Other than the games that involved chasing Josie in her panties…
“Rumor has it you were distracted. Didn’t read the strip properly.” Of course he had! The contractions were—oh, he’d gone over this in the endless loop in his mind.
“Rumor is wrong,” he spat just as the doors opened. She followed him on, pushing a button for the second floor.
“It must suck to have your professional judgment questioned.”
“You think?” Keeping the acid tone out of his voice just wasn’t happening. Her eyes widened; he could see her expression, a silver blur, in the brushed stainless steel doors.
“Maybe you’re just…busy.” His toes nearly curled inside his shoes with the implications dripping from that word.
He snorted. “Which residents here aren’t busy?”
“You have a new kind of busy in your life, Alex.”
“Lisa, spit it out. I don’t have time or energy for this kind of passive-aggressive bullshit.” Angry and frustrated, he let himself vent, turning her into an easy target. She didn’t make it hard, but it wasn’t fair to her. As soon as the words were out of his mouth he regretted them.
And yet it was the truth.
“You were…busy that night in the on-call room, Alex. One of the other shift nurses saw you in there with that Josie woman.”
Lisa had him there. The birth had happened later that shift, shortly after Laura’s baby had come.
“If three different attendings, two lawyers, and eight thousand hospital administrators can pore over those files and say I did everything correctly, Lisa, I’m not too worried about the titters of one shift nurse who claimed to see me taking a break in an on-call room,” he snapped back, regret gone—poof!—replaced by outrage.
A wily smile graced her lips as the doors opened and she walked out. He jabbed the “Close” button and nearly punched the wall as the elevator made its way to ground level.
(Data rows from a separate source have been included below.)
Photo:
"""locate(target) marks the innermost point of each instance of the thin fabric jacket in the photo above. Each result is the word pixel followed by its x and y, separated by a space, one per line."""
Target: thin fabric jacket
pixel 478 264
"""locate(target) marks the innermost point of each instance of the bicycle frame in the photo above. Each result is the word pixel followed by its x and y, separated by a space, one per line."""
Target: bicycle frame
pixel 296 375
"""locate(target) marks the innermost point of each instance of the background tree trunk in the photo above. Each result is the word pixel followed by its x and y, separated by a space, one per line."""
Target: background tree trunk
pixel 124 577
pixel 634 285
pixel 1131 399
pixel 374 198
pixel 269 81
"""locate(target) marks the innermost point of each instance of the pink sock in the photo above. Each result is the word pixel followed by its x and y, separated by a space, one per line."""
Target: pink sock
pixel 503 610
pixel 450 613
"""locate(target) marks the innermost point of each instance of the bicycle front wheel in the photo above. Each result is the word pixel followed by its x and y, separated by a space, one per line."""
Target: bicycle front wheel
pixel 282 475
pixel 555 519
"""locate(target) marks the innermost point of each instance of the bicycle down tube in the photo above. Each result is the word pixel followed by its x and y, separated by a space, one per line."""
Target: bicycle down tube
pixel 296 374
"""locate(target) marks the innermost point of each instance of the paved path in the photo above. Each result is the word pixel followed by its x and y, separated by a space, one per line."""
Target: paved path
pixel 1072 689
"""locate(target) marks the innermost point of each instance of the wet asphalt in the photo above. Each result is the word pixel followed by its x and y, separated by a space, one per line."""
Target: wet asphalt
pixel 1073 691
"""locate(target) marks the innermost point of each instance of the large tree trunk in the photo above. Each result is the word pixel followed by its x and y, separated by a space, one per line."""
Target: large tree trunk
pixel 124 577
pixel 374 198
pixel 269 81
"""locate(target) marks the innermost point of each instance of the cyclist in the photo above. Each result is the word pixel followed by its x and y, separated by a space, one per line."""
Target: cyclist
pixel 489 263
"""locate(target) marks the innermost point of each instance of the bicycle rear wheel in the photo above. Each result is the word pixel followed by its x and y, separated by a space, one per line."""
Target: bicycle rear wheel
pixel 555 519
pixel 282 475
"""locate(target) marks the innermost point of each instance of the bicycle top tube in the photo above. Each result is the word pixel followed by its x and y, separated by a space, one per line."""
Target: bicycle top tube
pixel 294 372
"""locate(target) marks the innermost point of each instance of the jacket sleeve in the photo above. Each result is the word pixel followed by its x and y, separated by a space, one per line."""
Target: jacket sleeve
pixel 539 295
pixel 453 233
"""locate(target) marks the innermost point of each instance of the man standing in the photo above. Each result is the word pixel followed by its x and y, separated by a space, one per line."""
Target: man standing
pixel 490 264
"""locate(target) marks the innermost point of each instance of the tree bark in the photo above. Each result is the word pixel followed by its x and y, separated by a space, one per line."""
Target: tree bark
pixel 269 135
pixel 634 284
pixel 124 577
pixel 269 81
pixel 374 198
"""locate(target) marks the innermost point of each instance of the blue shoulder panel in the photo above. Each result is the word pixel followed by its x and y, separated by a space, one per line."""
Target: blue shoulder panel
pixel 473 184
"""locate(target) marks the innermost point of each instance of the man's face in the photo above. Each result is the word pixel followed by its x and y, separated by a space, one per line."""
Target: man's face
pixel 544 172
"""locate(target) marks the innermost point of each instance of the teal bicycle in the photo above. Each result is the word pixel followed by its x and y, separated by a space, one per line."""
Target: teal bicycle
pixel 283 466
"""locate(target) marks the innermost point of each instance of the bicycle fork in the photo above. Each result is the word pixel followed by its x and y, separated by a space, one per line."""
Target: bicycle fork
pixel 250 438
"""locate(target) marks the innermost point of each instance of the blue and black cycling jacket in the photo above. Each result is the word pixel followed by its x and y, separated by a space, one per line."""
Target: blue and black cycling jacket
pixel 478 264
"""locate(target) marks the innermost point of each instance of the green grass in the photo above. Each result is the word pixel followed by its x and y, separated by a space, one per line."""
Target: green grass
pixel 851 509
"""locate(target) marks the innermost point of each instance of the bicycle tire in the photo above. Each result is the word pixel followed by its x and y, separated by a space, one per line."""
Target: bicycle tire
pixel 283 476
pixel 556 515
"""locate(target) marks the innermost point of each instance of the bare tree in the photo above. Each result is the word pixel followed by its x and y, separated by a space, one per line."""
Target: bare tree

What the hell was wrong with him? Disappointment and humiliation poured over him like an acid bath. Years of striving to be the laid-back, low-key doctor who loved births and enjoyed supporting new lives as they emerged into the world could come to a painful reconsideration if this didn’t go well.
And most of all, a baby lay in the NICU. Balancing a low-intervention approach and a mother's need for as positive a birth experience as possible with a healthy outcome for mother and baby was hard. Incredibly hard. His approach had to be grounded in science – evidence-based research – and the average person would be surprised to learn how achingly difficult that could be in a hospital setting where fear of lawsuits dictated too many medical decisions. Fortunately, there should be no long-term complications, but the breathing problems were serious enough to warrant further observation. Could he track the specific issues back to some choice he’d made during the birth? No. And neither could the lawyers.